冒険5km
銀狐が何か作るようです。
次の日、俺は朝食を取ってからFWFにログインする。FWFの発売日は連休の前日だったため今日から5日間は休みなのだ。世間一般で言うところのゴールデンウィークだ。
そういう訳なのかは分からないが、9時頃のログインだったのにも関わらず村の中央部には結構な数のプレイヤーがいた。

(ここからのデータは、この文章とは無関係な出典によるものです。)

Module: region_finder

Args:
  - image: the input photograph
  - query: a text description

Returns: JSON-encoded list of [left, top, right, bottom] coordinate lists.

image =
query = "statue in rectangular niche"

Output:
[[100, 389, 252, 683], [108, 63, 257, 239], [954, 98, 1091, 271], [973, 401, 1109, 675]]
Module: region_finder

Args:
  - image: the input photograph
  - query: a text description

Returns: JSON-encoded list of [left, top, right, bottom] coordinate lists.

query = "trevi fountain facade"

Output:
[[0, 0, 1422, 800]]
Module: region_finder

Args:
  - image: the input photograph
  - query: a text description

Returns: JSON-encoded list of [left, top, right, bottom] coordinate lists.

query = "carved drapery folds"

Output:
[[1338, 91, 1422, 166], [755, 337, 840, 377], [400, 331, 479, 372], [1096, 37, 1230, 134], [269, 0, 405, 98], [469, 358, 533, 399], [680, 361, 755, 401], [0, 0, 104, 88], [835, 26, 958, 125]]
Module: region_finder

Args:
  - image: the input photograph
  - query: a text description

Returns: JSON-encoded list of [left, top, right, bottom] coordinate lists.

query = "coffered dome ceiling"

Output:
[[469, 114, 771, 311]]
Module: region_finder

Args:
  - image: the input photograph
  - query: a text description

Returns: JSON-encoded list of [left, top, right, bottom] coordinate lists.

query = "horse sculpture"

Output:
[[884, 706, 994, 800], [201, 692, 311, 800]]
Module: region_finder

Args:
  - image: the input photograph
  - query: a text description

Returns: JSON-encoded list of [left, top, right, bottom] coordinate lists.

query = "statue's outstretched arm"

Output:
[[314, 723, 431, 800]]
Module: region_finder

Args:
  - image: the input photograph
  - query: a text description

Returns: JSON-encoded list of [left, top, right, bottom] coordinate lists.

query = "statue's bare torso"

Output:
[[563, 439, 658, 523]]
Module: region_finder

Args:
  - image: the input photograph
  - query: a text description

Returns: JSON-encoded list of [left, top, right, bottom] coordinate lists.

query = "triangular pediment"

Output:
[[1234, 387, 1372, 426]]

正直ジロジロと見られるのは精神衛生上良くないので、さっさと西の森の方へ行くことにする。西の森に行く理由は単にゲーム内ではまだ早朝で店が開いていないからと、プレイヤーが何故か少ないからだ。店が開くまで現実の時間で1時間ほど掛かるから、森で暇つぶしがてら残りの矢の材料を探す魂胆ってわけ。他にも、昨日のMPについての検証もしたいし。
「むぅ、鏃になりそうな素材が見当たらん。」
<狩人の眼>と<発見>によって幾つかの採取ポイントで効率良く採取ができるようになっているのだが、鏃になりそうな素材が全然ないのだ。手に入れた素材は次のような感じである。
<木の枝>×10
<ニガヨモギ>×3
重量0、レア度1、品質D+
かなり苦いヨモギ。だが、苦味に薬の効能がある。
<ニガヨモギモドキ>×4
重量0、レア度1、品質D+
ニガヨモギにそっくりだが、毒がある。見分けるのは大変難しい。
<空蔦>×2
重量0、レア度1、品質D
中が空洞になっている細い蔦。見た目の割りに丈夫で、編めば丈夫で軽い網になる。
<石>×10
重量1、レア度1、品質D-
ただの石。
うん、何にも使えない石がかなり沢山手に入っている。どこの採取ポイントにもあるし、そこら辺でも手に入る。持ってる理由は、投げればウサギぐらいは追い払えるから。
ウサギを見るとつい狩ってしまいたくなるため、非常に有効なのだ。矢が少ないのに実りの少ないウサギに使えはしない。
取り敢えず、今持っている素材でお茶を濁すか。
取り敢えず、森で作業するのは危ないので村の外れまで来た。
「さて、初めの作業はなんじゃろな?」
とは言っても、レシピも何も無いんですがね。
まずは、兎の皮をお湯で煮込んでいく。いわゆる膠を作るのだ。本当の膠の作り方は生皮を50時間以上も水に漬けていないといけないが、流石にそこまでは再現していないだろうということでとりあえず長い時間煮込んでおくことにする。
皮を煮込んでいる間に、次の作業をしておく。次の作業は<木の枝>をナイフで削って行く。コレが意外と固くてなかなか削りきれない。これはSTRの値が足りてないな。
そんな事よりも、作りたい物を頭に浮かべるだけで、まだ太いとか何と無く分かる技術が凄いな!
そして、それなりに時間が掛かりつつも、何とか次の作業に移れた。
次の作業は羽を半分に切ることだ。これも本当は別のやり方があるのだろうが、今回はナイフで切っていく。このとき、内側は内側だけ、外側は外側だけで矢を作らないといけない。そのことを考えつつ切った羽根を分けていく。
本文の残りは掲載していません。